Since 1979, seven of the eight drivers who captured the season’s first two races went on the hoist the championship trophy. The most recent was Scott Dixon, who in 2020 won the first three races en route to his sixth series title.

Now Alex Palou has a chance to go wire to wire, and his hold on the points lead might be the tightest yet. Reaching victory lane in Sunday’s The Thermal Club INDYCAR Grand Prix earned the Spaniard a 39-point lead on the field, and unlike Dixon, who jumped to a 29-point lead by winning the first two races of 2020, he won’t have to work through an Indianapolis 500 offering double points.

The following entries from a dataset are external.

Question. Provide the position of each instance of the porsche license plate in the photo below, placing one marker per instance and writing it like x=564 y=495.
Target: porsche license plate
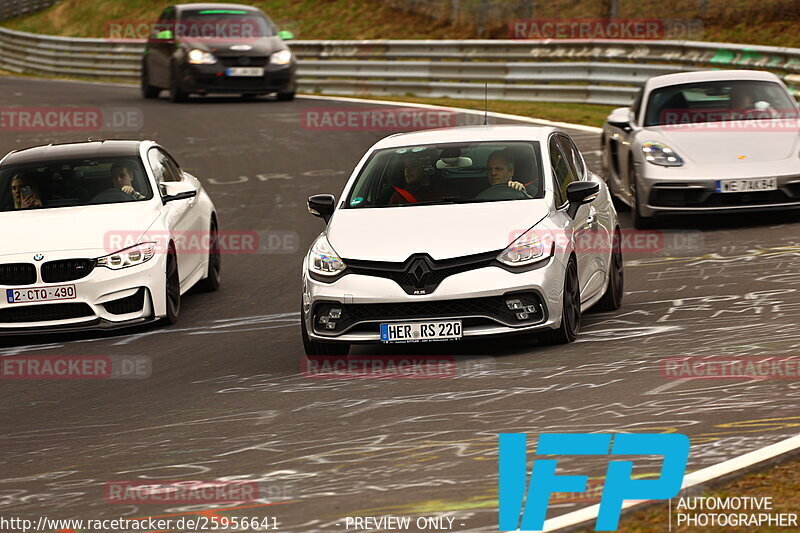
x=441 y=330
x=747 y=185
x=41 y=294
x=246 y=72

Additionally, Palou still has some of his best events to come. Fourteen venues remain, and the driver of the No. 10 DHL Honda has won series races at seven of them, scoring two wins each on the Indianapolis Motor Speedway road course, Road America, WeatherTech Raceway Laguna Seca and Portland International Raceway.

If strategy is central to winning a race, count on Palou’s odds of winning to be strong there, too. He had a difference-making jump to pit road on the final stop of the season-opening Firestone Grand Prix of St. Petersburg presented by RP Funding, and Sunday’s masterful drive featured a late overhaul of the two Arrow McLaren drivers in front of him – Pato O’Ward and Christian Lundgaard – because Palou and Chip Ganassi Racing strategist Barry Wanser had saved a new set of Firestone’s alternate tires for the final segment.

Palou has won races in so many different ways over the past four-plus years that he has competitors analyzing everything they’re doing to beat him.

“There is obviously something that we could have done better in order to give it more of a proper fight to (Palou),” O’Ward said after Sunday’s race.

O’Ward led 53 of Sunday’s first 55 laps. Executing his team’s strategy, Palou marched forward in the final segment and led the final 10 laps.

Wanser stressed that selecting the right tire strategy was something of a coin toss given that this was the first full race on the 17-turn, 3.067-mile permanent road course. No one, he said, was sure which of Firestone’s two tire compounds was going to be preferred in a 65-lap affair.

But read Wanser’s quote carefully. He alluded to what won this race and many others like it.

“You need to be able to get performance out of the tires, both the primaries and the alternates,” he said.

That’s the driver. Palou is 2-for-2 this season for a reason, and there likely will be more days like this to come.